The Basics of Progressive 529s

In 2001, the Internal Revenue Code authorized college savings plans (529 plans) as a tax-advantaged savings tool. In a 529 plan, individuals save money in an account that is dedicated for future college expenses of a beneficiary. States administer 529 plans, and offer a limited selection of funds with a range of risk and return characteristics. In addition, contributions are tax deductible in many states for state-resident contributions to 529 plans. The account owner chooses a beneficiary, who can be changed at the owner's discretion.

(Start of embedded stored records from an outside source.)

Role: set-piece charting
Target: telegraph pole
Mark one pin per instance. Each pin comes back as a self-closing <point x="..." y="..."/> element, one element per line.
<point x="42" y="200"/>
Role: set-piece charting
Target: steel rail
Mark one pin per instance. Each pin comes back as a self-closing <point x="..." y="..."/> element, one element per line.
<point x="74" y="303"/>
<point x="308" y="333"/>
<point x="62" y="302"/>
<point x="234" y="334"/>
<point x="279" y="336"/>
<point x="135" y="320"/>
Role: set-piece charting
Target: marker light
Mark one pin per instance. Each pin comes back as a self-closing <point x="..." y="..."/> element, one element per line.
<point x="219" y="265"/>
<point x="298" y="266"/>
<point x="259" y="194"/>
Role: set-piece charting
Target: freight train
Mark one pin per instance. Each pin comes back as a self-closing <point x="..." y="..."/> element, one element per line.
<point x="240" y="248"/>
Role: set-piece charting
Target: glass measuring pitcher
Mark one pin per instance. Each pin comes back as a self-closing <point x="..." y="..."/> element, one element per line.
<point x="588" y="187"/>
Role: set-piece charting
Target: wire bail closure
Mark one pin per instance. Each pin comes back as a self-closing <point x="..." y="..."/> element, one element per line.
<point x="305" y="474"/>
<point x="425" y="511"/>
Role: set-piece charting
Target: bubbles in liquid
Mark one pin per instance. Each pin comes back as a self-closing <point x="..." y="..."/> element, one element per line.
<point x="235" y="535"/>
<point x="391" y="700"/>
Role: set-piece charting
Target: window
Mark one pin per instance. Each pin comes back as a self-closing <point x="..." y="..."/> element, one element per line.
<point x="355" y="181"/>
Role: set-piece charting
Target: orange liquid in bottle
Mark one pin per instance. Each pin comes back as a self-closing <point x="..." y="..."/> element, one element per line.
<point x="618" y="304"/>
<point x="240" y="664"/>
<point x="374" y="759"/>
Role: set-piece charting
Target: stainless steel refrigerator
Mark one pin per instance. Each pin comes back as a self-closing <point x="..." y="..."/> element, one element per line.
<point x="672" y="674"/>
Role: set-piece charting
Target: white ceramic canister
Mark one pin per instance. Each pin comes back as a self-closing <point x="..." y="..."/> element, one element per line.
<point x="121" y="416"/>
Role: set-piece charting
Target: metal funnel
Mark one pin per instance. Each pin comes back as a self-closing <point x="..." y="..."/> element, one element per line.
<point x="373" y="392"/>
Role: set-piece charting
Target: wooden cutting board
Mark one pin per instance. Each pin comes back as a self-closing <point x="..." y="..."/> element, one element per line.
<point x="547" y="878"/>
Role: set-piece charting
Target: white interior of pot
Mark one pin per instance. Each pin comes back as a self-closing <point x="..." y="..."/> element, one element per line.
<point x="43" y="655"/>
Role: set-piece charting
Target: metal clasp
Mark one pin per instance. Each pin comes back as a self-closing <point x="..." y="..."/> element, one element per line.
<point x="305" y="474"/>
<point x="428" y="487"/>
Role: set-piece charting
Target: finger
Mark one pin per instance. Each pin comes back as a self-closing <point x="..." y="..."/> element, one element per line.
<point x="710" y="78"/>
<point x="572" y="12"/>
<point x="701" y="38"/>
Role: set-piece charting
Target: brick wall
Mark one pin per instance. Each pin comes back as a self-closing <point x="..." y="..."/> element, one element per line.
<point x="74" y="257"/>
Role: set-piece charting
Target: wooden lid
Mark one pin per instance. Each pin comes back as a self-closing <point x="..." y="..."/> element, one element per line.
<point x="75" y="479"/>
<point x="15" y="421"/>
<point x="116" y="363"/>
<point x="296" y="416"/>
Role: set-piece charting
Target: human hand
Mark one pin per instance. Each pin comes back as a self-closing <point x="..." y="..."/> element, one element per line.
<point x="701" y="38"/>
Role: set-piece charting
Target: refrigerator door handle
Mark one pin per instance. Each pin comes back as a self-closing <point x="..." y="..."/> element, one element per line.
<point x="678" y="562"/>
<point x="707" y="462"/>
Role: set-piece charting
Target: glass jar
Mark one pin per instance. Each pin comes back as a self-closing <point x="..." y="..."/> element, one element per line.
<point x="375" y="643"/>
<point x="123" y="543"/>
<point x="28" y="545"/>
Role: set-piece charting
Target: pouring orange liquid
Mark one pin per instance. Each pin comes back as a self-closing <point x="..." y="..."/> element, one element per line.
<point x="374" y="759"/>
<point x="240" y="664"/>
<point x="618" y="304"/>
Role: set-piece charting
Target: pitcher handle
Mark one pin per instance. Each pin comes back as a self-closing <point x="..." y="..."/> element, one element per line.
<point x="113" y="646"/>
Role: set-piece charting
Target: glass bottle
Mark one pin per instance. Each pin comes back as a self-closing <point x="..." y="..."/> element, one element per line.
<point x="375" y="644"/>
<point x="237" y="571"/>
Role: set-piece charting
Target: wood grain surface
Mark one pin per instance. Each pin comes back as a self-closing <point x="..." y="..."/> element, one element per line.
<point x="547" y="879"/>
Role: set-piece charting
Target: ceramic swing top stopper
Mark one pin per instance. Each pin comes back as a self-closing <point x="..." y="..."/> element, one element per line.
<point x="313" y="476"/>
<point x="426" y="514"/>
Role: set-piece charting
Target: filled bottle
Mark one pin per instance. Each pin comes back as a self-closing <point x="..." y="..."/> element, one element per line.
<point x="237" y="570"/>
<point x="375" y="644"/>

The account may be used at any eligible educational institution, including public and private colleges and universities, graduate and post-graduate schools, community colleges, and certain proprietary and vocational schools.

Although there is growth in awareness and participation, people saving in 529 plans have higher incomes and assets than those not saving in these plans. In addition, 529 plans are regressive in their current form. Tax incentives provide more benefit to people with higher incomes. Individuals with lower incomes have little or no tax liability and may have little wealth to transfer into 529s to take advantage of tax-free earnings. By 2003, an estimated 8% of United States households had opened one or more 529 savings plan accounts. Among households that did not own a 529 savings plan, 61% were aware of 529s. Among households with annual income under $50,000 and without a 529 savings plan, almost half were aware of 529s.

Although current participation in 529 plans is primarily among mid-to-high-income families, the 529 savings platform lends itself to a more inclusive saving policy. It is the characteristics of 529s -- especially public oversight, centralized accounting, low deposit minimums, and matching provisions -- that can become building blocks for more inclusive policy.